Mark Bostridge

‘Struck with the dart of love’: portrait of a marriage

Such was the emotion Anne Boleyn inspired in Henry VIII. But before long that scalding love had turned to a brutalising hatred of his second wife, culminating in her bloody beheading

Portrait of Anne Boleyn. [Getty Images] 
issue 09 September 2023

‘These bloody days have broken my heart.’ Thomas Wyatt’s words are an expression of his personal distress at the fall of Anne Boleyn, Henry VIII’s second wife and the woman for whom the king had defied the pope and proclaimed himself supreme head of the English Church.
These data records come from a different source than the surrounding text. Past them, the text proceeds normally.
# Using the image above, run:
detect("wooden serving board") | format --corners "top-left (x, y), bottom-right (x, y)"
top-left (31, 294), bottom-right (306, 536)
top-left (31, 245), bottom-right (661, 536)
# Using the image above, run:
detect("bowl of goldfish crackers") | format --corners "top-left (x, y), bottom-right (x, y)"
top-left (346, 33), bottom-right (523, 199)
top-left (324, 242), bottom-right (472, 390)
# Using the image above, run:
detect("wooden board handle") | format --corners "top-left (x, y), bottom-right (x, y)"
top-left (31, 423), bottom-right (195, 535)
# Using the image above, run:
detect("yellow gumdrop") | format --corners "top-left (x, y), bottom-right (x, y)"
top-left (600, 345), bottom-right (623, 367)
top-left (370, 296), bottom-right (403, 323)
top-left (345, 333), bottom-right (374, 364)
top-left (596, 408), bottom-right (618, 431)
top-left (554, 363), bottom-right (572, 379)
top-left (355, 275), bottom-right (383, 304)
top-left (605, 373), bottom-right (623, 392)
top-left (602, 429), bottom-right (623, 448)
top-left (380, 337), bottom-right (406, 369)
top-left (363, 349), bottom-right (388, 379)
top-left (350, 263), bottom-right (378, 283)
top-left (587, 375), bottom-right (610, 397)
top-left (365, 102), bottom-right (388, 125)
But they are also indicative of the shockwaves resonating around England in May 1536. Within just three weeks, Queen Anne, along with five men – among them her brother George, with whom she was accused of incest – were tried and convicted of treasonous adultery and beheaded in the Tower. Wyatt himself, narrowly escaping their fate, may have witnessed Anne’s execution from a slit in a window in the Bell Tower. She was swiftly dispatched by a swordsman from Calais. Her corpse and decapitated head were hurriedly consigned to an old arrow chest and buried in the chapel nearby.

The Henrician regime proved extraordinarily successful in erasing Anne from history after her death

Never before had an anointed English queen stood trial, let alone been judicially murdered. As John Guy and Julia Fox point out in Hunting the Falcon, their study of Henry VIII and Anne Boleyn’s relationship (the falcon was Anne’s insignia), the only precedent lay in romantic fiction, in a work that was popular at Henry’s court: Malory’s Le Morte D’Arthur. There, in the story of Guinevere’s condemnation for her love for Lancelot, was the ‘conceptual basis’ for putting a queen on trial.

Subsequently the Henrician regime proved extraordinarily successful in its efforts to erase Anne from history through its wholesale destruction of physical evidence relating to her. Few writings by Anne remain. There is only one authenticated contemporary portrait, a 1534 medal – and that has its nose bashed in. Examine the organ screen in the chapel of King’s College, Cambridge, and look out for a rare survival of the romantically entwined initials ‘HA’ carved in its wood.